How many companies are making money from eSports?
Unlike other professional sports, which profit from selling the broadcasting rights, eSports is yet to earn comparable royalties. But industry participants believe that there will be ways of monetising the fanbase, including Google, which led a $120 million investment in the Chinese livestream mobile game platform Chushou (Chushou claims 90 million registered users between 12 and 22 years old that tune in to watch 300,000 active livestreamers play per day).

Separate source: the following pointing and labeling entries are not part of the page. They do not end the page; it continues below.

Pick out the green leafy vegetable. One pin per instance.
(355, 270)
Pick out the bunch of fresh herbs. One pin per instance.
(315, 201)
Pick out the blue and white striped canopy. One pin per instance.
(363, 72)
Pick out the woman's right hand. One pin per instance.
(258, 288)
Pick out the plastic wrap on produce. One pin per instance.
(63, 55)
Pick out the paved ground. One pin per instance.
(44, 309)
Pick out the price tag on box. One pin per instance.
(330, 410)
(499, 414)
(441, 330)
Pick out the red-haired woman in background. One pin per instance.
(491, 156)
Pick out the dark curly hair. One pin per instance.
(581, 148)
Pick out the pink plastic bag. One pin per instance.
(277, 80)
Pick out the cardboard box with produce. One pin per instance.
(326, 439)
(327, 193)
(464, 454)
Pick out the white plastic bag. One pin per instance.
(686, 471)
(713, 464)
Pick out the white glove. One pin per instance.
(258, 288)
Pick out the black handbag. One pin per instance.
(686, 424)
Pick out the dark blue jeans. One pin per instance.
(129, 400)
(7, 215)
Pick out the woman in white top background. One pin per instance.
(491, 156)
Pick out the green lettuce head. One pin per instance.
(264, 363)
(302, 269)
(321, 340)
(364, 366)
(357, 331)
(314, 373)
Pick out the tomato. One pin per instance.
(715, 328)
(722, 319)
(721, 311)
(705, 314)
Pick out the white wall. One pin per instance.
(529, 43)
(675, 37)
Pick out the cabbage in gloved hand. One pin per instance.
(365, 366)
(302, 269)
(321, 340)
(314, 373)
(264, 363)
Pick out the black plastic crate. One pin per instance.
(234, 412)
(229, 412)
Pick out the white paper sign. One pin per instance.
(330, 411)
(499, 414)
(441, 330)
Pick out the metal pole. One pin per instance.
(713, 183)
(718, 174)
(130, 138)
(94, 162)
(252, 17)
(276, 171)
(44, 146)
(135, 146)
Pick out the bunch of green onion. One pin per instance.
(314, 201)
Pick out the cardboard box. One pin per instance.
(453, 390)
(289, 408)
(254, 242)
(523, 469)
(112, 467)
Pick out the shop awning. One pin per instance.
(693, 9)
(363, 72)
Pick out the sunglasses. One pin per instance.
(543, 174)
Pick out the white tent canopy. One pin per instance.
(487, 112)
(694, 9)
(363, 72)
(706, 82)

Google may see eSports as a way back into a market where its search services are blocked (Google’s YouTube also launched a specialised service for livestream gamers in 2015). Others are doubling up their investments. Tencent has put $630 million into Douyu, another livestreaming gaming platform for desktop games, and NetEase’s gaming unit announced similar plans to invest in livestreamers and related eSports partnerships.
Another eSports livestreamer Huya – which hosts 2,600 different games – listed in New York this month. Its IPO raised $180 million, and jumped nearly 34% on its first day of trading. According to Reuters, Huya had 40 million users in the fourth quarter and its revenues tripled in 2017. Yet again Tencent is a major investor, holding 39.5%.
Can Chinese players lead the world in eSports?
The track record for many Chinese gamers has been dismal. The aforementioned technical school at Lanxiang hasn’t won a game in the League of Legends Development League, while Shanghai Dragons, another professional team that is owned by NetEase, lost 30 straight matches in a league for the Activision Blizzard game Overwatch.
“Thankfully for NetEase, the Overwatch League proposed the use of city names for the teams. So Shanghai Dragons doesn’t reflect its NetEase ownership. Can you imagine how much mockery NetEase would have had to endure with such a terrible track record?” Huxiu comments.
To improve local standards, a few local teams have paid big salaries to South Korean gamers to play in China. And last weekend there was national glory when more than 126 million people tuned in to watch China’s RNG (Royal Never Give Up) beat a South Korean team in one of the biggest tournaments for League of Legends.
More broadly, industry insiders have complained of a shortage of qualified people in Chinese eSports. At the moment, the sector employs at least 50,000, according to local data firm CNG, but it reckons there is demand for a further 260,000, including players, coaches, adjudicators and club managers.
Perhaps that teacher was right to talk about it as a career option after all. There have been changes in attitude towards competitive gaming at government level, possibly because China has a chance to dominate the industry in sporting and commercial terms.
The Ministry of Culture has encouraged the growth of the sector by releasing favourable policies to lure investment.
But there remains a longstanding distrust of video games, which were banned for years as “digital heroin”. Even now, the authorities are wary about the impact of too much gaming on the country’s youth. Tencent’s share price took a beating in July last year after the People’s Daily ran commentaries comparing its Honour of Kings to a “poison” spreading across the country. “It’s a miracle how far China’s eSports industry has come in a country where video games and eSports have always been treated so unfairly,” surmises LeSports, a sports portal.